Senior programmer Gediminas Stanaitis has been leading the Sourcery Academy for Front-End since returning from the US to work in Kaunas a decade ago. He is convinced that our country has the right environment to grow the IT professional community and find a job that is meaningful for everyone and would also be fun.
When Devbridge started in Chicago more than 13 years ago, you were the only Front-End programmer there at the time. What was your job like in the US?
I have been with Devbridge for over 12 years. When I joined, the company was still very small, and I was the only Front-End programmer. At the time, the most memorable thing working at Devbridge was perhaps the sense of community. The team was very small back then; we were all motivated by the idea and will to prove to everyone that we could do more and better. We were all very happy and proud of each other's achievements, regardless of the project size or work complexity. When I returned to Lithuania, I wasn't disappointed either. Chicago brings back fond memories and will probably always be my second home. I started my family, and my children were born there. It's where I found that real vocation, turning to IT.
When you returned to Lithuania, you brought together the Front-End community and made a significant contribution to establishing the Sourcery Academy for Front-End. How did the idea for a like-minded group and academy come about?
When I returned to Lithuania ten years ago, I saw many curious people who wanted to improve. They wanted to contribute to young people's development and educate young programmers who joined the academy. Over time, as more and more Front-End programmers joined our company, there was a need to introduce certain rules and standards. Thus the Front-End group was born in the company. We currently have more than 40 dedicated Front-End programmers in charge of the UI / UX part of the project.
We founded the academy because we wanted to share our experiences. Each year, we carefully review the academy program with the whole team, ensuring students know everything we do. During the studies, we try to convey to the participants all the good practices and show the work culture and the principles that we follow every day.
What motivates you the most working with Sourcery Academy students for almost a decade?
Each year, I am amazed at the dedication and willingness of students to attend the academy. It fascinates me and motivates me to continue my academic activities. It is very nice to see that students value the academy and take their studies seriously and responsibly. We adjust the program every year; during the academy, we try to convey the principles of our work and adapt to modern trends.
Within the community, we focus on knowledge sharing and the uptake of new technologies. We organize internal training, have weekly meetings, share our experience, and discuss the latest technologies and trends. These things help grow an even larger community of Front-End programmers, both inside and outside the organization. And for us, the best results are when alumni build successful careers within our company and outside it.
What qualities and skills do you think are needed to start a career in IT?
Technology is changing very fast these days. To stay in the market, you need to update your knowledge constantly. Therefore, a good professional can quickly adapt to the environment and take on new technologies. And for beginners, perhaps the most important thing is curiosity and a desire to do something meaningful. Many IT professionals wish to make an idea functional and attractive to the user, and the greatest compliment is when aesthetics are combined with a technological solution.

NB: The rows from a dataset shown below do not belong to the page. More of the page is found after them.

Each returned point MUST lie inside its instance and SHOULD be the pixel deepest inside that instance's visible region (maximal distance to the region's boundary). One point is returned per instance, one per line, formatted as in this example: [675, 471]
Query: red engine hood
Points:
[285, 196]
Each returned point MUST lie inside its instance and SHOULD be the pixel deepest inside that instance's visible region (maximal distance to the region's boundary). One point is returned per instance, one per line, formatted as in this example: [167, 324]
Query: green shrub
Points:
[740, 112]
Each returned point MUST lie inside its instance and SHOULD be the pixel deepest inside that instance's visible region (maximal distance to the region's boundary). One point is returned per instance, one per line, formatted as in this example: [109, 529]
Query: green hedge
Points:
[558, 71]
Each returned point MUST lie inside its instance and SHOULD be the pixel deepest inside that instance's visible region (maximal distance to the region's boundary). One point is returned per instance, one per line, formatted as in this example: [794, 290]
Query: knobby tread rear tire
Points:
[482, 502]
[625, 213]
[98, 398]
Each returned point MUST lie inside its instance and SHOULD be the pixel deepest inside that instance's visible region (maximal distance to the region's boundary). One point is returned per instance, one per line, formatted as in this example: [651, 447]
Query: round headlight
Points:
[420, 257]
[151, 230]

Many Front-End programmers come from a completely different field than IT. When one is determined to change professions, what qualities are needed to establish oneself in the Front-End field?
Front-End technologies are easier to understand as they do not require complex work environments. Maybe that is why beginners choose them more often. After gaining practice, one can easily move on to other areas and continue to improve. At the academy, we teach students the basics of Front-End technology. We pay a lot of attention to visual solutions because a good Front-End programmer has to focus on detail and know user interfaces and behaviors.

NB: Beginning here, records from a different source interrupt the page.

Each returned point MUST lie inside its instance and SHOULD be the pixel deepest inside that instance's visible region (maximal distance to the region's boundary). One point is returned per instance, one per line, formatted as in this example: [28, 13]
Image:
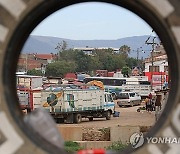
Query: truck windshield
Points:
[123, 96]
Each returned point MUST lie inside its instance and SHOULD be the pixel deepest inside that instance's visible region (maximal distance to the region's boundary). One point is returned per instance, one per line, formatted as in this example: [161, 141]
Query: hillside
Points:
[47, 44]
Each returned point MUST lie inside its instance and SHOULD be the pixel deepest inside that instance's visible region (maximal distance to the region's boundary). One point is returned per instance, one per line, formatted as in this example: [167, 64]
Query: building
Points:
[158, 74]
[89, 51]
[35, 61]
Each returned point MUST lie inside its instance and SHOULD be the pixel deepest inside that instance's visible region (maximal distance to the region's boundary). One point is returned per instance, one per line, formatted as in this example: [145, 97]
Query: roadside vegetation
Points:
[73, 61]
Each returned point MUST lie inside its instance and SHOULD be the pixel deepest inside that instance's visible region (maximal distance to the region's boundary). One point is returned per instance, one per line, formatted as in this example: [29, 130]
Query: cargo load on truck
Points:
[71, 105]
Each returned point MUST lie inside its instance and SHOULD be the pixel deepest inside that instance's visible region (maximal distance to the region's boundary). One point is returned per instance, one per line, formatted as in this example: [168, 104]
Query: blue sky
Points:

Today, IT specialists receive many job offers enticed by a proposal to change the organization and the nature of work. What has motivated you to work in the same company for so many years?

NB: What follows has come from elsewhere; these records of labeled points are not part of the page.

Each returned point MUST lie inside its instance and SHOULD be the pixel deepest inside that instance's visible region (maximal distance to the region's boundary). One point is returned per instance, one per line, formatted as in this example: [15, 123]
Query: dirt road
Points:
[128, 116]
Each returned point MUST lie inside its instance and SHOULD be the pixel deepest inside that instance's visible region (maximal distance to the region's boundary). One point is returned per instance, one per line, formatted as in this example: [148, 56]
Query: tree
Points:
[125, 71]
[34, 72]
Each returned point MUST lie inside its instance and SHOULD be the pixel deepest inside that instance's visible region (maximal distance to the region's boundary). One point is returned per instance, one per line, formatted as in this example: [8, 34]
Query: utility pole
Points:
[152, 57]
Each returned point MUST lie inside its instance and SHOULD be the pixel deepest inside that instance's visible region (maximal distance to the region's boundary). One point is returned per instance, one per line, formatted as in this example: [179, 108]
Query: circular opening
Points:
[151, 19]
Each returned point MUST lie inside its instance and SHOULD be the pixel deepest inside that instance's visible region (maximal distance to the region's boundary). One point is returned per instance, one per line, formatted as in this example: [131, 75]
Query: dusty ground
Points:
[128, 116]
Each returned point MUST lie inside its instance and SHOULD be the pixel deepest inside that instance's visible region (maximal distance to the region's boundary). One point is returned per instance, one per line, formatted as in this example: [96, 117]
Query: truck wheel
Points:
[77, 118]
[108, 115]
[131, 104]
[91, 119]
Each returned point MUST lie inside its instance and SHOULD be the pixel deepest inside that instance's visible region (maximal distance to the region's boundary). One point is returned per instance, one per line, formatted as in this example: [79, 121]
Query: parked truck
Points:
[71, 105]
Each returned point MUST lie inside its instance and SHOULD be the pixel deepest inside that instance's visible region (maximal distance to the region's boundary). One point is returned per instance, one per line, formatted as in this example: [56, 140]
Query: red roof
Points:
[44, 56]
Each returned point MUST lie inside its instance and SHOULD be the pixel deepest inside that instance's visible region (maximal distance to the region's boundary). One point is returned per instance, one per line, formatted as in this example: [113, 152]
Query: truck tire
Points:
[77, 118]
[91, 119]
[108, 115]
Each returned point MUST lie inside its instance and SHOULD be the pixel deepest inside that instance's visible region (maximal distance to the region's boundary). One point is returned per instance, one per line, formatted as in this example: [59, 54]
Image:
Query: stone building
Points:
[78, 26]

I am appreciative and glad that I had and still have the opportunity to watch the company's growth and transformation and further myself as a specialist. From a team of like-minded people, Devbridge has managed to grow into a world-class IT company with more than 600 employees over a number of years. It is gratifying that the values created at the beginning of the company have remained unchanged and that we all actively adhere to them, but we also live them. These values can inspire new people entering the IT field.